Ben dinin kötü bir şey olduğunu veya Gana'daki gelişmemişliğin sebebi olduğunu iddia etmiyorum. Belki de insanların bu derece dindar olmasının sebebi gelişmemişliktir, bunu da bilemeyiz ancak geçtiğimiz günlerde bir sosyoloji öğrencisi ile konuşurken öğrendim ki Gana'daki zenginler kiliseyi o kadar da çok önemsemiyor.

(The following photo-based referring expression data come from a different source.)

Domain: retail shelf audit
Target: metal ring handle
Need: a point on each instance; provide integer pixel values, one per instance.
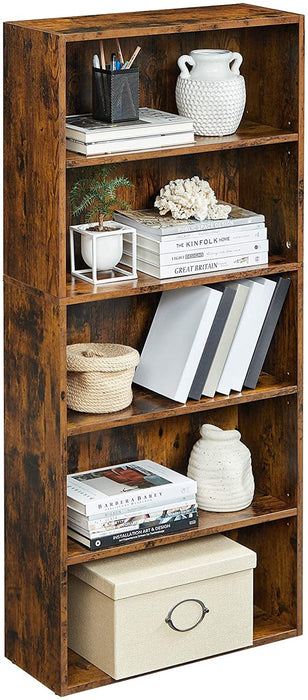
(171, 624)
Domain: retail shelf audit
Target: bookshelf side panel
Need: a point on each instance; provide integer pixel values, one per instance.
(34, 488)
(32, 178)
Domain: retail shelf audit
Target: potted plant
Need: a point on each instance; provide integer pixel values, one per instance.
(95, 194)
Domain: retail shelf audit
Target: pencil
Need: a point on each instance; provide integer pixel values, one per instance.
(102, 54)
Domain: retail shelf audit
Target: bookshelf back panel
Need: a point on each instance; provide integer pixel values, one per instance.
(268, 428)
(270, 62)
(275, 589)
(262, 179)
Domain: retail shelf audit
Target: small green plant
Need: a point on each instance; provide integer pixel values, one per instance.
(95, 193)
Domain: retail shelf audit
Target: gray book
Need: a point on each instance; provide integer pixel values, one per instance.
(212, 342)
(226, 339)
(267, 331)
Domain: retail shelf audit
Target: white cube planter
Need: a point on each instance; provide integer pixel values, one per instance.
(148, 610)
(102, 252)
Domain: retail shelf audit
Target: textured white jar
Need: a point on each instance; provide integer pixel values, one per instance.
(221, 465)
(213, 93)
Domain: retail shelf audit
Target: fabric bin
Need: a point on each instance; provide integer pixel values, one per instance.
(126, 612)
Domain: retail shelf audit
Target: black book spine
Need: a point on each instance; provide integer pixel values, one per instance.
(267, 332)
(211, 343)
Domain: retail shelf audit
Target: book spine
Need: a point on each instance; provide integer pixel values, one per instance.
(95, 529)
(190, 242)
(109, 521)
(195, 255)
(200, 267)
(128, 536)
(152, 496)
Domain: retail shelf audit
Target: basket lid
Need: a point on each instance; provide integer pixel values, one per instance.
(100, 357)
(173, 565)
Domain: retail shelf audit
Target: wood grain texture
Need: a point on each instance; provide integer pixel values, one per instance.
(83, 675)
(79, 292)
(34, 487)
(263, 509)
(162, 22)
(34, 223)
(275, 577)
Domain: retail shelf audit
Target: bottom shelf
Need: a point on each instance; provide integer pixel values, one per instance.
(83, 676)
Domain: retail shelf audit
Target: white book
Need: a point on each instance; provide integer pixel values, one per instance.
(128, 485)
(198, 268)
(196, 254)
(225, 342)
(83, 128)
(142, 143)
(244, 342)
(151, 221)
(187, 242)
(175, 341)
(110, 521)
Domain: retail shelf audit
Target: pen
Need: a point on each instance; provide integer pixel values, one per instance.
(96, 63)
(131, 60)
(102, 53)
(119, 52)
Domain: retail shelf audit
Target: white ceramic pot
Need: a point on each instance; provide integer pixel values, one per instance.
(213, 93)
(109, 249)
(221, 465)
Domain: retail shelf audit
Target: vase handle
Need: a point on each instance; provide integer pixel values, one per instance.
(237, 59)
(183, 67)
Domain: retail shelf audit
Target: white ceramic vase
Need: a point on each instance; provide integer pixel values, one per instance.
(221, 465)
(213, 93)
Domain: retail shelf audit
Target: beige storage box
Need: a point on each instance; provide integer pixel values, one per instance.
(147, 610)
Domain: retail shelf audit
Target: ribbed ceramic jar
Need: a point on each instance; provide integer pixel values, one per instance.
(221, 465)
(213, 93)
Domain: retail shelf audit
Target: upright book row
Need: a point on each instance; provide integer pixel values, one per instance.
(211, 338)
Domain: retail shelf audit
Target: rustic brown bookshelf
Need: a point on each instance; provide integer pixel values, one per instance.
(47, 75)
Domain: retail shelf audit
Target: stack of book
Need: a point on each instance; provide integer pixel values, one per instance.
(154, 129)
(127, 502)
(168, 247)
(211, 338)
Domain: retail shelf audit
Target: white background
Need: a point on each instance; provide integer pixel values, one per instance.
(272, 671)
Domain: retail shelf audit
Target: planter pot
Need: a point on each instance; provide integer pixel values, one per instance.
(102, 251)
(221, 465)
(212, 94)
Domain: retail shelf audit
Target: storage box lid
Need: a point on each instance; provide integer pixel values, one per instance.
(172, 565)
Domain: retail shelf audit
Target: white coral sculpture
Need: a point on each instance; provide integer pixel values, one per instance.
(190, 198)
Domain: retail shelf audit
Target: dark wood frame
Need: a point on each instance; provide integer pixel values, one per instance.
(47, 66)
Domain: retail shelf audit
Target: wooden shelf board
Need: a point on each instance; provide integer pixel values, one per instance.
(147, 406)
(263, 509)
(79, 292)
(157, 22)
(248, 134)
(82, 675)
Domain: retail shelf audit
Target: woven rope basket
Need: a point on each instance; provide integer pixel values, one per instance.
(99, 377)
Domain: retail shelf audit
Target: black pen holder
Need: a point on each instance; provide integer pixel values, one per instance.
(115, 95)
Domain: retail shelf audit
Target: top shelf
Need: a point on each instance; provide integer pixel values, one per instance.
(249, 134)
(157, 22)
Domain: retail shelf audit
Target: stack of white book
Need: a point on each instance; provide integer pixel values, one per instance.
(154, 129)
(168, 247)
(127, 502)
(211, 338)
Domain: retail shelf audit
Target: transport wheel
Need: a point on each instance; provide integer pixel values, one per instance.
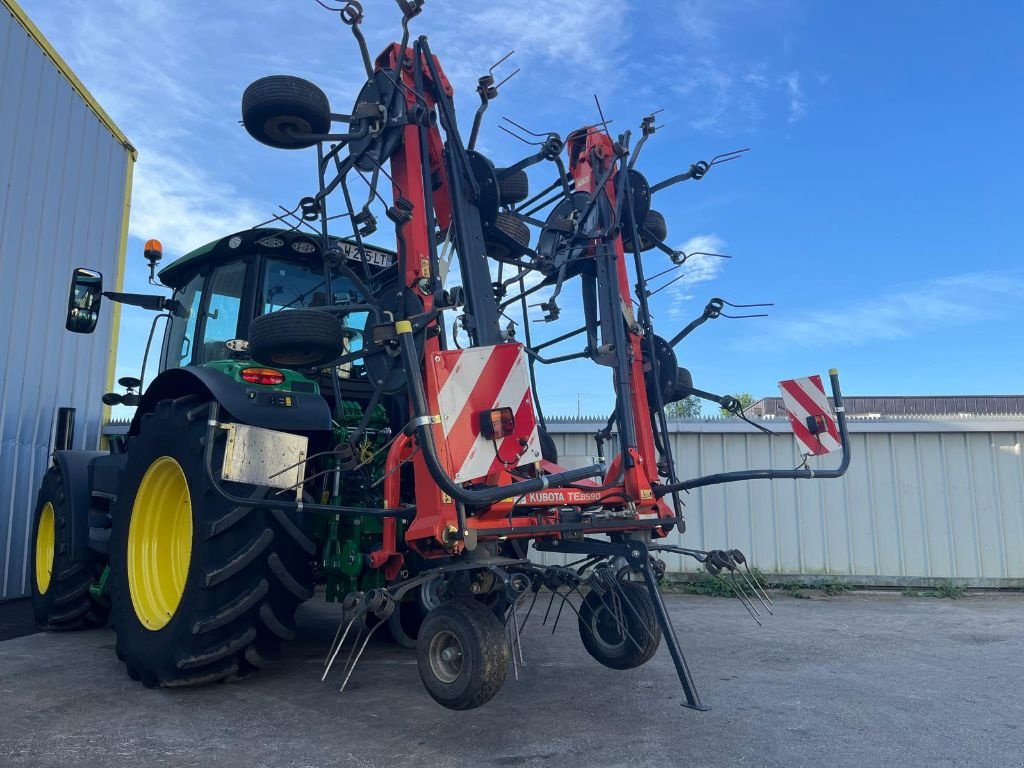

Kilisede dua etmek için saatler harcayanlar, fakirler. Konuştuğum öğrenci dedi ki: "Fakirler başka bir şey için çalışmak yerine dua ettiklerinde kaybedecek bi şeyleri olmadığını hissediyor." Bana ayrıca kilisenin (dinin değil), "Ganalıların afyonu" olduğunu söyledi. (Marx Gana'da reenkarne mi oldu yoksa?) Arkadaşları garip bulsa da bu tarz şeyler hakkında "düşündüğünü" ve bunları "sorguladığını" da ekledi.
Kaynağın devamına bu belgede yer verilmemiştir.